The team said nanofibers that are made of starch are especially promising and could be used in the future in bandages to aid wound healing, as scaffolding for bone regeneration and for drug delivery.
The nanopasta was made from a technique called electrospinning. The London researchers describe electrospinning as a process in which threads of flour and liquid are pulled through the tip of a needle by an electric charge.
This spaghetti is a pasta with one interesting origin. However, as a 2012 CBS News report told viewers, many other kinds of pasta have backstories that come with a twist, including tortellini.
According to the report, one of the most famous women of the Italian Renaissance, Lucrezia Borgia, was the inspiration behind the pasta.

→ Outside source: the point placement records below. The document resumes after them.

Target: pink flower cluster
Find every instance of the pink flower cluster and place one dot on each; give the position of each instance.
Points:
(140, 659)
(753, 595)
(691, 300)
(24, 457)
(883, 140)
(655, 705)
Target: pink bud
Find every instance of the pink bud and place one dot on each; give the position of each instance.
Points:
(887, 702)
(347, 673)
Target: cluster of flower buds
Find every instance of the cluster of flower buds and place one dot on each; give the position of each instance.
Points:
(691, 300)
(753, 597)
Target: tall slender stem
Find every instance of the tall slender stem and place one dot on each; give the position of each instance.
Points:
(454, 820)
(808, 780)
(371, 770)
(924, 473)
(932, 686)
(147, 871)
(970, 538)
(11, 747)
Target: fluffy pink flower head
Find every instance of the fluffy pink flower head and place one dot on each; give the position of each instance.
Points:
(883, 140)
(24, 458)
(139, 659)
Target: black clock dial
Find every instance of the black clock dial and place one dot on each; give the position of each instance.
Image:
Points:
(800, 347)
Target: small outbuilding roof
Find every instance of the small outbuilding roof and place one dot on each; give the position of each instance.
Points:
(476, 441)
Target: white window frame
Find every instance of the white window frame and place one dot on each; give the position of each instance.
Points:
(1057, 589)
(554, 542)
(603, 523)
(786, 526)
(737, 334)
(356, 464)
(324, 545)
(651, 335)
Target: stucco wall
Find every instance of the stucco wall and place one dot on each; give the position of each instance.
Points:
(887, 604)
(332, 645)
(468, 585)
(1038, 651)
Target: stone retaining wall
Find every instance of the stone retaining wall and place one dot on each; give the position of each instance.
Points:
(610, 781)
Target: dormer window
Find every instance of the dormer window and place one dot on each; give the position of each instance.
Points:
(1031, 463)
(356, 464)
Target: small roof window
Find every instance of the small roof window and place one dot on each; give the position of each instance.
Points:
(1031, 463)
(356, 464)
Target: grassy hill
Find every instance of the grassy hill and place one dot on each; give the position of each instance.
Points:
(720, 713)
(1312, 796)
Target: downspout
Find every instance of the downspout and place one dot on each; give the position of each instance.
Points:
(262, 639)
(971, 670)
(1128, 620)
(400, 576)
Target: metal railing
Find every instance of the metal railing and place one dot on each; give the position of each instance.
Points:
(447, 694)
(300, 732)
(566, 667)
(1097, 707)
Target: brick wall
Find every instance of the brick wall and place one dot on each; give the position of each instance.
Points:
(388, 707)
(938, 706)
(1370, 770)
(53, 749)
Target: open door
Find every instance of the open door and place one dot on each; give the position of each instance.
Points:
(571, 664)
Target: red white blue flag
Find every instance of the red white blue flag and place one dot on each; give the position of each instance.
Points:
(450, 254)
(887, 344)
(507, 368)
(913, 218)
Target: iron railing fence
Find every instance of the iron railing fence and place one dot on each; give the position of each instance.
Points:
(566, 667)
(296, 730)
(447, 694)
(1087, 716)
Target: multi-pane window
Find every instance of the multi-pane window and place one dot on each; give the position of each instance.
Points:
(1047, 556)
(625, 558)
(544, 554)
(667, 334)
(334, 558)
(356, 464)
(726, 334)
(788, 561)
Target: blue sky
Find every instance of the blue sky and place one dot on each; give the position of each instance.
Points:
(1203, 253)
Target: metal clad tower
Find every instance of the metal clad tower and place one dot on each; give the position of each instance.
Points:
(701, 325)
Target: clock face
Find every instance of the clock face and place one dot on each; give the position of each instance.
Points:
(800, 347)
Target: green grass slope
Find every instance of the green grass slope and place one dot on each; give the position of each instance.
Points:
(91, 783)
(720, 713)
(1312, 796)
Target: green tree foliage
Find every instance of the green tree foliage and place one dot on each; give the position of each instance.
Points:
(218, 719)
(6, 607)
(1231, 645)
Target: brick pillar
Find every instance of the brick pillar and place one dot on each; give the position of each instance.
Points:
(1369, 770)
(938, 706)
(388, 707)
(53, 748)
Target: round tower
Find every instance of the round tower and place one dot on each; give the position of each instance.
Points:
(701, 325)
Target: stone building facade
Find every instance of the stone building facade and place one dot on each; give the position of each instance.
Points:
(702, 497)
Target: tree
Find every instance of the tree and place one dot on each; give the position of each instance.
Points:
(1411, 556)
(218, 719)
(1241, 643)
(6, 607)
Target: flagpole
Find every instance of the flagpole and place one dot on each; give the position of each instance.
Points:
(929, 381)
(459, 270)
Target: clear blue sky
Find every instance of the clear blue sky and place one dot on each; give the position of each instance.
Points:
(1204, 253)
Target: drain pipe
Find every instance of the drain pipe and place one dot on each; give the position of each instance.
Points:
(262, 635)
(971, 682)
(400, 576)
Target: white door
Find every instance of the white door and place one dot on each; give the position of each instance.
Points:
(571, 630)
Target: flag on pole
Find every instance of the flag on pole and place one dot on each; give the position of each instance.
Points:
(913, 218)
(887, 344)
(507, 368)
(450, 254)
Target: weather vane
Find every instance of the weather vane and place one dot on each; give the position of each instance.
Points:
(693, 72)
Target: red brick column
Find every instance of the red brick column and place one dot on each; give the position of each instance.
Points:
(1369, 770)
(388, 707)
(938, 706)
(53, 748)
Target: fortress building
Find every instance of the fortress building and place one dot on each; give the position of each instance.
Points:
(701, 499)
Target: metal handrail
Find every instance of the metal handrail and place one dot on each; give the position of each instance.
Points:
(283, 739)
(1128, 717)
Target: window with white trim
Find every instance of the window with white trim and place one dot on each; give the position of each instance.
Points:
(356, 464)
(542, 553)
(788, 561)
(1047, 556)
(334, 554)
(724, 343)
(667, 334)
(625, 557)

The tale goes that Borgia stopped overnight at an inn. The innkeeper became smitten with her. When he went up to snoop on her room, he looked through the keyhole and saw her navel. That inspired the tortellini pasta.
Then there’s cascatelli, the pasta shape created by James Beard award-winning podcaster Dan Pashman. It took him three years, as chronicled on his podcast “The Sporkful,” to come up with his dream pasta that he considers to be the perfect shape for holding sauce, picking up with a fork and just eating.
Cascatelli, which means “waterfall” in Italian, was named one of Time magazine’s top 100 inventions of 2021. The pasta is being sold by companies including Sfoglini, Trader Joe’s and Banza (a chickpea version).
According to the Auguste Escoffier School of Culinary Arts, there are over 350 types of pasta shapes out there. And now, thanks to researchers in London, there’s one more.
But remember that nanopasta spaghetti was not created for digesting.
As Professor Gareth Williams, co-author of the university’s study, said, “I don’t think it’s useful as pasta, sadly, as it would overcook in less than a second, before you could take it out of the pan.”